I have conformed to something else, something that is not from this land, my homeland, something alien. Am I merely an assimilation, a French derivative? an Arab man, or a French man? Can I be both? Or am I neither? Just a mix – a mut – a new breed, that has lost their lineage, their heritage, their culture, and their place. The window stands confused, Its Moorish extravagance, of exaggerated arches, and intricate ornamentation. An Arab archetype that has some how mingled, with another genealogy. The taboo mixing of cultures. The Corinthian columns dominate and control the infrastructure, the new support system that the window now depends on to hold its self-up and stand grandly for those to look through.

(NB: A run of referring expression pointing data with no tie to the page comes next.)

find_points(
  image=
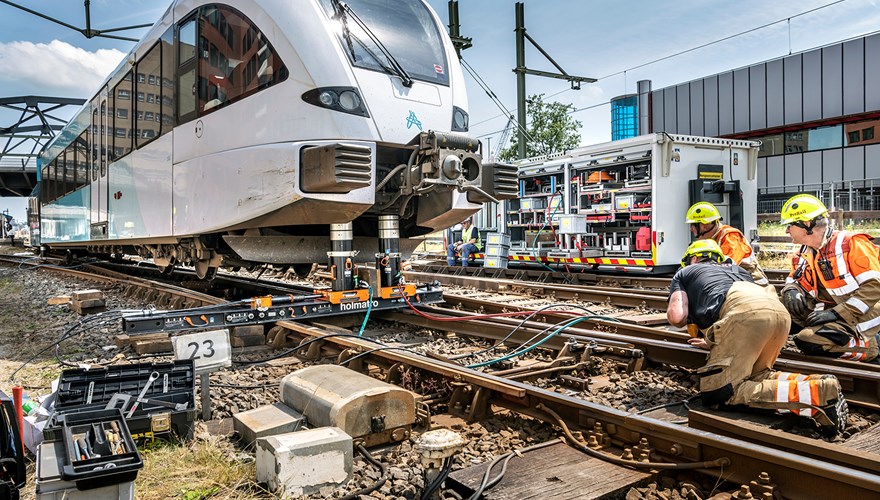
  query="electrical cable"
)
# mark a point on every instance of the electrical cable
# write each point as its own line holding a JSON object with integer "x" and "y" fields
{"x": 670, "y": 56}
{"x": 383, "y": 475}
{"x": 369, "y": 309}
{"x": 712, "y": 464}
{"x": 683, "y": 402}
{"x": 69, "y": 332}
{"x": 518, "y": 326}
{"x": 488, "y": 484}
{"x": 444, "y": 473}
{"x": 522, "y": 351}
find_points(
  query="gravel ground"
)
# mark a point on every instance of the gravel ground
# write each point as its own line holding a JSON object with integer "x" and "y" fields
{"x": 27, "y": 326}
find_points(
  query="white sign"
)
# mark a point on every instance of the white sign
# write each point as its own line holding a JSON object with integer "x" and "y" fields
{"x": 209, "y": 351}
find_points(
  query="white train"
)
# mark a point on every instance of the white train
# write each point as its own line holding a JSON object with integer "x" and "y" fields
{"x": 238, "y": 132}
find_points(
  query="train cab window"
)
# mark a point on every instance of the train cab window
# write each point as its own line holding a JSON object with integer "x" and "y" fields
{"x": 119, "y": 131}
{"x": 238, "y": 59}
{"x": 146, "y": 127}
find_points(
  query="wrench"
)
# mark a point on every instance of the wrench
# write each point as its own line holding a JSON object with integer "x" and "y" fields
{"x": 143, "y": 394}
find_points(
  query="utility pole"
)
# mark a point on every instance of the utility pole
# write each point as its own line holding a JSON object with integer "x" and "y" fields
{"x": 459, "y": 42}
{"x": 521, "y": 70}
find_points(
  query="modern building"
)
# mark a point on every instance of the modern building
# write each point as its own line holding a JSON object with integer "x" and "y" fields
{"x": 817, "y": 114}
{"x": 624, "y": 117}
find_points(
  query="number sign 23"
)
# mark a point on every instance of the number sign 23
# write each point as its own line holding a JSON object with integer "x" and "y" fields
{"x": 209, "y": 351}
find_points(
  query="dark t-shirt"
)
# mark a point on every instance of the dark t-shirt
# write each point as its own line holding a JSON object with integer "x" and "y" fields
{"x": 706, "y": 285}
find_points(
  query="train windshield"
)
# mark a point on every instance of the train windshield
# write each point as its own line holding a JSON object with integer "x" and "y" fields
{"x": 405, "y": 28}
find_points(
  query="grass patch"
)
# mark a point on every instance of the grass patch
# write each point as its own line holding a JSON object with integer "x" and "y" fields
{"x": 196, "y": 471}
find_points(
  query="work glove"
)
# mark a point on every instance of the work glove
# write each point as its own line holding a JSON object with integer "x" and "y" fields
{"x": 822, "y": 317}
{"x": 793, "y": 300}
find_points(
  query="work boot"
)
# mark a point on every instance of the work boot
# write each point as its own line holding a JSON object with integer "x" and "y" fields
{"x": 832, "y": 417}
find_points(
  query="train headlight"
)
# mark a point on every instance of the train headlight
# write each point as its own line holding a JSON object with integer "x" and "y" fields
{"x": 327, "y": 98}
{"x": 459, "y": 120}
{"x": 345, "y": 99}
{"x": 349, "y": 100}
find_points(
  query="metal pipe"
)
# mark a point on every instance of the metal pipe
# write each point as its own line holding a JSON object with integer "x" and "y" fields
{"x": 388, "y": 258}
{"x": 341, "y": 266}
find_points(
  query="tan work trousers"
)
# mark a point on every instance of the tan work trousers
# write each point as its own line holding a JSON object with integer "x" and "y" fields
{"x": 744, "y": 344}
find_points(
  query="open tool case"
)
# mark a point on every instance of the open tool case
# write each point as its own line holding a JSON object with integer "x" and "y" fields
{"x": 81, "y": 390}
{"x": 99, "y": 450}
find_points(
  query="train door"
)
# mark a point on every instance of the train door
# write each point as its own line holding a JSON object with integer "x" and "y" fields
{"x": 98, "y": 180}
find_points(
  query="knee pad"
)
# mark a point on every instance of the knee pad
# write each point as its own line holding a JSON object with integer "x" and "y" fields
{"x": 718, "y": 396}
{"x": 812, "y": 349}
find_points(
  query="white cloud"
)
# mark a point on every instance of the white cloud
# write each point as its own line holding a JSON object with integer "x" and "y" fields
{"x": 56, "y": 68}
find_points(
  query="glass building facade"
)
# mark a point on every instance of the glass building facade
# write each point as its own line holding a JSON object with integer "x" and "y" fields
{"x": 624, "y": 117}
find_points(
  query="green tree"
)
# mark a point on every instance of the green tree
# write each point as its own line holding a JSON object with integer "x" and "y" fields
{"x": 551, "y": 129}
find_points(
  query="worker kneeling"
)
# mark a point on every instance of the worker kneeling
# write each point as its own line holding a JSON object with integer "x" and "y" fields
{"x": 841, "y": 271}
{"x": 745, "y": 328}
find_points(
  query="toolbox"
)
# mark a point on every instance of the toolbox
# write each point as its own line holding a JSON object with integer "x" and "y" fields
{"x": 168, "y": 404}
{"x": 99, "y": 478}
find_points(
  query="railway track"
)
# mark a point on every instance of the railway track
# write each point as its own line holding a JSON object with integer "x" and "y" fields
{"x": 811, "y": 467}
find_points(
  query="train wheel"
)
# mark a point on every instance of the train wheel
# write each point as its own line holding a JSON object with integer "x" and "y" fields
{"x": 303, "y": 270}
{"x": 204, "y": 270}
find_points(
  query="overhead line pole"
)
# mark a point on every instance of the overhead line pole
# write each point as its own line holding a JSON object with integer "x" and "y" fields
{"x": 521, "y": 71}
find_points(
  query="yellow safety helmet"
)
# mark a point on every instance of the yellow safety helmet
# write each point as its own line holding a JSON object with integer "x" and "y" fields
{"x": 703, "y": 248}
{"x": 802, "y": 208}
{"x": 702, "y": 213}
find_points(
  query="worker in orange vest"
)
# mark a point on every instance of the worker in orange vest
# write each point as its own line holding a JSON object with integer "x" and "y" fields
{"x": 839, "y": 270}
{"x": 705, "y": 221}
{"x": 745, "y": 328}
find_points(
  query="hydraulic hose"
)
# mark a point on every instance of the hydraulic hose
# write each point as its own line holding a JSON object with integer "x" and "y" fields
{"x": 711, "y": 464}
{"x": 375, "y": 486}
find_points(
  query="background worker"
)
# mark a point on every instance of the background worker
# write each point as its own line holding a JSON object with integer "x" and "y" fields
{"x": 839, "y": 269}
{"x": 705, "y": 221}
{"x": 745, "y": 328}
{"x": 468, "y": 244}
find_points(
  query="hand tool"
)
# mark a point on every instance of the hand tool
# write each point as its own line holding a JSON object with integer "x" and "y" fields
{"x": 143, "y": 394}
{"x": 121, "y": 401}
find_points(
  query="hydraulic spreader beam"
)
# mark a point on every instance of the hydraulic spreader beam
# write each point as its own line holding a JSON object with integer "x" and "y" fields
{"x": 271, "y": 309}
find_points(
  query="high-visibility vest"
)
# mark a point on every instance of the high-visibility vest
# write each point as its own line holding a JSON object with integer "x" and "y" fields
{"x": 850, "y": 259}
{"x": 734, "y": 245}
{"x": 471, "y": 233}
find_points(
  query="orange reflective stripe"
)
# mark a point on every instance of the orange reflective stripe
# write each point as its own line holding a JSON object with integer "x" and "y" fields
{"x": 814, "y": 392}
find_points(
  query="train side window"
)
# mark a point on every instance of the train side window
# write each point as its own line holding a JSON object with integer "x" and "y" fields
{"x": 151, "y": 66}
{"x": 93, "y": 159}
{"x": 237, "y": 60}
{"x": 120, "y": 100}
{"x": 166, "y": 82}
{"x": 186, "y": 74}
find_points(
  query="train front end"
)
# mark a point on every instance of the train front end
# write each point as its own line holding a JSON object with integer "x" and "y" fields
{"x": 384, "y": 127}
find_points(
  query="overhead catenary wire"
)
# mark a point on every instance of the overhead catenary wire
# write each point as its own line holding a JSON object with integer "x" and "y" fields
{"x": 786, "y": 19}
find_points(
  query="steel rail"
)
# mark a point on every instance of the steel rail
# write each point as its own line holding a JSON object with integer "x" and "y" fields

The streets of Beirut amaze me sometimes. There is beauty that can be found in the disarray and the mess, a Frankenstein of materials that somehow have been put together. The individual spaces that the citizens have made their own, unorganized and …. Wait……,What is that. The streets have started to align. The winding irregular shapes of the urban landscape have narrowed in. I can see what looks to be a clock on a tower. I continue walking further down the street and continue to notice that the streets are all pointing towards this one tower of a clock. The next street the same and the next and the next . . . . I give in. I have been drawn in. A sign lets me know that I have entered Place de étoile. The architecture of the buildings has changed to something to being ordered, every building complements the next as if it was connected, as if it were one building. It is hard for me to form a distinction between them. I check my google maps to find I’m in the heart of Beirut’s City Centre. This out of place layout reminds me of something pulled out of Paris, Collaged . . . . slapped onto Beirut. I finally reach the clock tower, the center piece of the city, Rolex written on the clocks face.

What is the state of our government, what has happened to all the promises of reform?


Our leaders have left and abandoned their positions; they have abandoned us. . . Is there anyone to fill their shoes and take ownership. So many questions are raised but we have given up hope. Hope in our government, Hope in rebelling and protesting, Hope in finding an outcome, a resolution, a change . . . . . . . . . . . . . . . Its hopeless. If my government can’t help us then how can I help myself, we must seek help! I want to stand strong, to be patriotic, to hold my head up high and call myself a beiruti. But we need the French. . . . I submit, maybe things where better when they were in control No! I hang my head in shame to how reliant I have become . . . . . . dependent . . . . . . We Give up.